Join a team or group: You don’t know everything
You should learn that no one knows everything, not even the best hackers. Security professionals have teams, and these teams consist of specialists. Hacking is no different. Learn from others, work collaboratively on projects. IMO you should try to give back to the community as best you can. That’s my personal ethic, anyway, to use hacking as a force of “good.”
Similarly, don’t think in terms of absolutes and don’t underestimate what hackers can do. A friend of mine is a web-developer and uses a pretty secure CMS. He knows about XSS and SQLi and believes he’s impervious to being hacked as long as he follows safe protocols. He told me there was no way anyone on his site could compromise it. But you and I both know that’s he’s arrogant and wrong. He gave me an FTP account and I uploaded a shell to my HTML folder, something any skiddie could’ve done. Remember: there’s always more to learn. There’s always more you don’t know.

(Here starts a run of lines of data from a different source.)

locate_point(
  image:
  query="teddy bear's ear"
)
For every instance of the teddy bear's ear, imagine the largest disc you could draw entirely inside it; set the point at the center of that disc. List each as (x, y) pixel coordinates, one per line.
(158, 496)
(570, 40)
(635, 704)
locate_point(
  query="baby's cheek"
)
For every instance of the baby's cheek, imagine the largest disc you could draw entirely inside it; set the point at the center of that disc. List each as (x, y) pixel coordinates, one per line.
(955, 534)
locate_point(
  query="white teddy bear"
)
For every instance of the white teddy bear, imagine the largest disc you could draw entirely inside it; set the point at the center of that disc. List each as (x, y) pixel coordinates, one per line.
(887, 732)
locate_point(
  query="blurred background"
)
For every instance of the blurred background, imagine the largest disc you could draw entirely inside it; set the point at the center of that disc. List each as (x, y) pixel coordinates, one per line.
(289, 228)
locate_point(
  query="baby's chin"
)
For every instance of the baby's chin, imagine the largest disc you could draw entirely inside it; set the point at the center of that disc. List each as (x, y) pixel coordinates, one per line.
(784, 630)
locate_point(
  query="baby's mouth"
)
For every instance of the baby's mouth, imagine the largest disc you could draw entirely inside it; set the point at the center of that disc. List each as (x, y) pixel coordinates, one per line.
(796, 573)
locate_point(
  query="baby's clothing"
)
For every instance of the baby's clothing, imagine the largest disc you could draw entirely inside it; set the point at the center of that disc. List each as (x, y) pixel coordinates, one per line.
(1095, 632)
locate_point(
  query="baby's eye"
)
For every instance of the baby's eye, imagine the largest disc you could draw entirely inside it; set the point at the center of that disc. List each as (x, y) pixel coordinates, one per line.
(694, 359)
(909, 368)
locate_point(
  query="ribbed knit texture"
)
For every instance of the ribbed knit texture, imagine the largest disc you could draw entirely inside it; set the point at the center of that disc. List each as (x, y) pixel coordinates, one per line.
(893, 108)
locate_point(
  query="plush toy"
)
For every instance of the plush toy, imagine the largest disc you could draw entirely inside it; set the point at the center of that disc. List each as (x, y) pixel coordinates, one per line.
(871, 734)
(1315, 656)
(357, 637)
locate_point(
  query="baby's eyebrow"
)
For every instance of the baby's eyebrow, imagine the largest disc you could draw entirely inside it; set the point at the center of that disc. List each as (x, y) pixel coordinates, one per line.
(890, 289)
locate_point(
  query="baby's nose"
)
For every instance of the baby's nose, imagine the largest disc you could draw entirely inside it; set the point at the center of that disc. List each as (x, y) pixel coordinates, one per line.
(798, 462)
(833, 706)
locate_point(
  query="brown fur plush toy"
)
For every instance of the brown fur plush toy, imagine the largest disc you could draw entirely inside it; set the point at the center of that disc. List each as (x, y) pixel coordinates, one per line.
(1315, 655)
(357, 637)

Don’t get caught up in “hacker definition warz”
Who cares what constitutes a “true hacker”. What matters isn’t the title others assign to you. Many people consider the use of Havij to be hacking. Others don’t. Thousands of words have been spilled digitally on the difference between “hacker” and “cracker.” Who cares? Many wouldn’t call me a hacker because I use a lot of tools and I’ve written only a handful of exploits. That’s fine, because I don’t care what people call me. What I care about is trying to learn more about computer networks and systems. And one of the best ways to learn about them? Breaking them.
Thanks for reading (I know it was hella long) and good luck!